From the owner’s manual:

VEHICLE STORAGE
If you are leaving your vehicle dormant for more than 21
days you may want to take steps to protect your battery.
You may:
• Remove Cartridge fuse #15 in the Power Distribution
Center labeled Ignition-Off Draw (IOD).
• Store the removed IOD fuse in the Power Distribution
Center location #11 labeled “IOD Storage.”
• Or, disconnect the negative cable from the battery.


I will say my ’05 often goes 3 weeks without being driven or started & I never pull the IOD & it always starts right up. I did not even think about that possibility but worth checking since you just got it & the previous owner may have moved it.
 
#5 ·
I did check fuse 26 and the fuse checked good and I was back to square one. Without a manual, I'm struggling and there is limited info online about this. I will turn my attention to fuse 15 and check it's location. I'm finding all kinds of interesting things the previous owner has done, haha!!!! Thank you again for your insight. I will let you know how it goes.
 
#6 ·
RUBI 4 MY MRS,
I cant begin to thank you enough for the information. The IOD fuse (15) was completely missing from the PDC. Bought a fuse on the way home, threw it in and magically everything is working as it should (thankfully). Got the Superchip programmed the way I want it and all is well!!! Thanks again!!!
 
#12 ·
I’m stumped on this one. My OBD2 and dome lights aren’t working, and I’ve got the “no fuse” error on the odometer, but fuse 26 and 15 are both fine (even tested them with a multimeter). I cleaned the connections for those fuses (didn’t seem corroded or dirty, but couldn’t hurt). Still nothing. I’m stumped, y’all… what is there upstream (or downstream) of the fuse box that could be causing this?
 
#13 ·
I’m stumped on this one. My OBD2 and dome lights aren’t working, and I’ve got the “no fuse” error on the odometer, but fuse 26 and 15 are both fine (even tested them with a multimeter). I cleaned the connections for those fuses (didn’t seem corroded or dirty, but couldn’t hurt). Still nothing. I’m stumped, y’all… what is there upstream (or downstream) of the fuse box that could be causing this?
Welcome to the Forum!
 
#16 ·
OK, so being a 2005 means the same fuse locations as the OP’s ’06.

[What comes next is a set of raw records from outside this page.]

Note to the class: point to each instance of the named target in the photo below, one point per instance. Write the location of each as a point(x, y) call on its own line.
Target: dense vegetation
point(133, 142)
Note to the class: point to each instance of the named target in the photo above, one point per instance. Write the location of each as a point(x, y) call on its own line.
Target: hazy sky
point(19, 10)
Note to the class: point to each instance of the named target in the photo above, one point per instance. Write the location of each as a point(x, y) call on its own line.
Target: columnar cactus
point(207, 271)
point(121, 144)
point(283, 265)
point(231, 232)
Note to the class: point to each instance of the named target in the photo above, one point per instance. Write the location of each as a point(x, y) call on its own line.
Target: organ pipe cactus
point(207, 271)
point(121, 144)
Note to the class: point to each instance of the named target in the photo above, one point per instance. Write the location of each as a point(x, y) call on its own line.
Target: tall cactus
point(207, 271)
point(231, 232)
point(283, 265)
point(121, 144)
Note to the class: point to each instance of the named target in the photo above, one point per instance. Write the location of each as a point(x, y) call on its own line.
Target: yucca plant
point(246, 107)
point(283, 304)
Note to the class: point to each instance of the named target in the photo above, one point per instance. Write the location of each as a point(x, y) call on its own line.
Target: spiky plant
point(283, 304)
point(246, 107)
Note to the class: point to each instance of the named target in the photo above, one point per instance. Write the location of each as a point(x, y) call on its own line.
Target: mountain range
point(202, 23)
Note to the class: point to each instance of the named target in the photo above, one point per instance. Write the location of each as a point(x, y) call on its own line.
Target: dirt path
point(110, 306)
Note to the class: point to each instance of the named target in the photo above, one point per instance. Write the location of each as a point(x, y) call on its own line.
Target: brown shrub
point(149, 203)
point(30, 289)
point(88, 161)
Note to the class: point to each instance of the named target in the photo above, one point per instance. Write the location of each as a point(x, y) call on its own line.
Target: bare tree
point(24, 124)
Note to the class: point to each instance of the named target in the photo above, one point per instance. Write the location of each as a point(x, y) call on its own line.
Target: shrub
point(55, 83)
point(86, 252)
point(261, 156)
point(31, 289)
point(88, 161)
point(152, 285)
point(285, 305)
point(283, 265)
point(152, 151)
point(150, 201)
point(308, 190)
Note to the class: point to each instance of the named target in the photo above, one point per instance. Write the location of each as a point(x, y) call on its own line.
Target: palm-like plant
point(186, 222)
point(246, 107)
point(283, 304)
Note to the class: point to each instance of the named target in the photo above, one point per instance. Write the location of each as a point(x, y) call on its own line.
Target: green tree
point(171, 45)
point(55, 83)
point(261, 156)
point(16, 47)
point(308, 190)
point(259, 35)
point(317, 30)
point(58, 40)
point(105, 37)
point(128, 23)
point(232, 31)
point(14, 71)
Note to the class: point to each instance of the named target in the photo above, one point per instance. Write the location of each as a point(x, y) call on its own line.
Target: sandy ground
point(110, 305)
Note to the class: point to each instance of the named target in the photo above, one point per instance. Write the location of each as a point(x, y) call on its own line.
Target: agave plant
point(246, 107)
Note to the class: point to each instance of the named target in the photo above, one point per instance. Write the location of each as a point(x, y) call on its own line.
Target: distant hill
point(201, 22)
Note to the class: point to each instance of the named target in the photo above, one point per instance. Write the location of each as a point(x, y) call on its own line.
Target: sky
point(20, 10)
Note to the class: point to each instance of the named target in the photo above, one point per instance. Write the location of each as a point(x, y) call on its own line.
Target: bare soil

Here is the FSM page for ’05 showing the circuit. The first place to check is if the dome/courtesy lights are coming on when you open the door.

If no, then check if the yellow/brown wire at the underhood light has 12v power. If no, the problem is between the fuse in the PDC & the light. If you have 12v to the light the rest of the components are inside the cab & can each be checked but the cluster must not be getting power if the “no fuse” is showing.

Post findings.

Image
 
#18 ·
Just got back from a trip and had a minute to get under the hood - no power at the under hood light, so that narrows it down. Checked for continuity between the Y/B wire in the PDC and the Y/B wire at the light, and there’s none. So am I safe to assume it’s a busted wire somewhere in that bundle between the PDC and the light, or is there something else to check before I start tearing that apart and making a mess?
 
#20 ·
No, I think you have found the problem. It looks like that is in the harness coming out of the PDC, just about where it passes near the battery, right? That is a known area where battery acid attacks the harness & does that to the various wires. Be sure to inspect all of those. Look for insulation bulging out as acid reacts with the copper inside.

Good work finding that! Thanks for posting results & thanks for the photo.

Here is a recent link where he had the same results from a different initial problem. It was not until post #32 that we found the problem. Look at the wires in the photo.


https://www.wranglerforum.com/threads/01-sahara-no-crank-no-start.2463293/
 
#22 ·
Yes, easy fix but can be difficult to find. It looked like other wires might be affected so if any weird wiring problems happen the future remember this one & you will know where to look first. The guy in the link also had a corroded wire but a completely different issue.